NASA-OSU program aims to open minds to earth and space science

Friday, September 17, 2021

Media Contact: Harrison Hill | Research Communications Specialist | 405-744-5827 | harrison.c.hill@Okstate.edu

Native American communities, storytelling and earth and space curriculum are coming together in one ambitious project made possible through a $3.3 million NASA cooperative agreement with Oklahoma State University’s College of Education and Human Sciences.

Funding from NASA’s Science Activation program is uniting three of Oklahoma’s Native American communities with OSU professors to develop a new curriculum on earth and space science, technology, engineering and math (STEM) lessons.

Dr. Kat Gardner-Vandy, assistant professor of aviation and space, is the principal investigator of the program. While many such programs exist, Gardner-Vandy believes this is one of the first formal earth-sky programs to highlight Oklahoma’s diverse Native American culture that will result in a curriculum that meets state standards.

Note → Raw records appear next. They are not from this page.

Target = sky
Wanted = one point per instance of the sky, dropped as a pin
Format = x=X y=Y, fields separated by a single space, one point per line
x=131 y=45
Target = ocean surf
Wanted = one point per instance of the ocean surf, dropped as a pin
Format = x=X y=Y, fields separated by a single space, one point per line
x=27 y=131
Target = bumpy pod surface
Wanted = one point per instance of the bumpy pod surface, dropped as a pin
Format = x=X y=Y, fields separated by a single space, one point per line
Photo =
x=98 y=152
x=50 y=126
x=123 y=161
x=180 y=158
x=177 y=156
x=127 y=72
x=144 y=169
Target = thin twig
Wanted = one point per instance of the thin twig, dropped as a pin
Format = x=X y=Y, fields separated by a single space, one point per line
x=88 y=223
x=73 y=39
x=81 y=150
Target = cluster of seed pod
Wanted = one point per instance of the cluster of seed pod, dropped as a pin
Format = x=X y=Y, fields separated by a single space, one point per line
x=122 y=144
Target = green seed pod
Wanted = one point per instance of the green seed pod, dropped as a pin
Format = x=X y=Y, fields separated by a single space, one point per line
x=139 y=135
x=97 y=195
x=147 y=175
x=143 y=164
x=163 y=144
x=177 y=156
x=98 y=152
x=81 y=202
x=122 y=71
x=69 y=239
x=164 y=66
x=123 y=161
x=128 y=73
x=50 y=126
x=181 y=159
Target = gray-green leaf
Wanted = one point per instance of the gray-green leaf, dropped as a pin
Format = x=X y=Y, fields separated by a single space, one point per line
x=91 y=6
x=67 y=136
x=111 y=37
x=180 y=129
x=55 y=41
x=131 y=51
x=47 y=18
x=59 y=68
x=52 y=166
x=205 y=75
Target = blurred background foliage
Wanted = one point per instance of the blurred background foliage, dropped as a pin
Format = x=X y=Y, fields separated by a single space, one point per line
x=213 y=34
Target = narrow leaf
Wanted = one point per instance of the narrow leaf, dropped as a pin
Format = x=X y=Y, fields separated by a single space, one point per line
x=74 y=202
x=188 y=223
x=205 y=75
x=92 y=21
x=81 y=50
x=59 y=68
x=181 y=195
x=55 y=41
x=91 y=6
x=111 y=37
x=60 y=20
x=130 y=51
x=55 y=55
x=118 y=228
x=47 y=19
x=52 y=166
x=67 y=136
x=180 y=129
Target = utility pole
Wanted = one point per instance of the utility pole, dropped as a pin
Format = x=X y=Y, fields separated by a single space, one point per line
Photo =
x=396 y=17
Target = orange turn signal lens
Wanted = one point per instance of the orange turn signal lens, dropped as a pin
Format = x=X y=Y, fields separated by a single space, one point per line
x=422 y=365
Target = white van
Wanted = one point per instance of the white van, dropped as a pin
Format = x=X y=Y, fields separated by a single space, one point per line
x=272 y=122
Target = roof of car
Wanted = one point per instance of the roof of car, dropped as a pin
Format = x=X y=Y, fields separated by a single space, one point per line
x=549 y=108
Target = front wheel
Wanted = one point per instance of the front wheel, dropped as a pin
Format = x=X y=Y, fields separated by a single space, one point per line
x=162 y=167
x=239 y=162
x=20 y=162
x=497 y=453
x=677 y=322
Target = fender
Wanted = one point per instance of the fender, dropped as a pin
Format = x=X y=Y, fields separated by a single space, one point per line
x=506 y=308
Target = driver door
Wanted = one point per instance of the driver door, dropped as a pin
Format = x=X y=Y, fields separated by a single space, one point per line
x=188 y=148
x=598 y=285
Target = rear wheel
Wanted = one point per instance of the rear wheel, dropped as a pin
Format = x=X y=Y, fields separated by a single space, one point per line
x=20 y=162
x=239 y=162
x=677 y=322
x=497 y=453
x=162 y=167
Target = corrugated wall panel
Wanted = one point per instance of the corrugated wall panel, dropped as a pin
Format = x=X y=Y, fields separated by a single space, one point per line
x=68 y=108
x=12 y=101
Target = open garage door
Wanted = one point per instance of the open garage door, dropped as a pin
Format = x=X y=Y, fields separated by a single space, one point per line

“Our goal is to work with individual nations and collaborate with them,” said Gardner-Vandy, who is a member of the Choctaw Nation of Oklahoma. “In Native American culture, it’s important to include elders, the community as a whole, culture and language into education efforts.”

Dr. Kat Gardner-Vandy
Dr. Kat Gardner-Vandy

The program, titled “STEM Pathways for Native Americans: Bridging Native Knowledge of Earth and Sky with Traditional STEM Programming through the ‘Native Earth-Native Sky’ Program,” will incorporate Native American stories related to earth and space science into middle school STEM curriculum. The curriculum will first be tested in a summer camp format and then become available online as an open educational resource.

“In a traditional curriculum, there is often a very Westernized way of looking at science,” Gardner-Vandy said. “It might include the scientific method and an experiment, but it won’t incorporate storytelling and language. Our Native Earth-Native Sky curriculum will incorporate all these things. It will look like STEM, language arts and social studies together.”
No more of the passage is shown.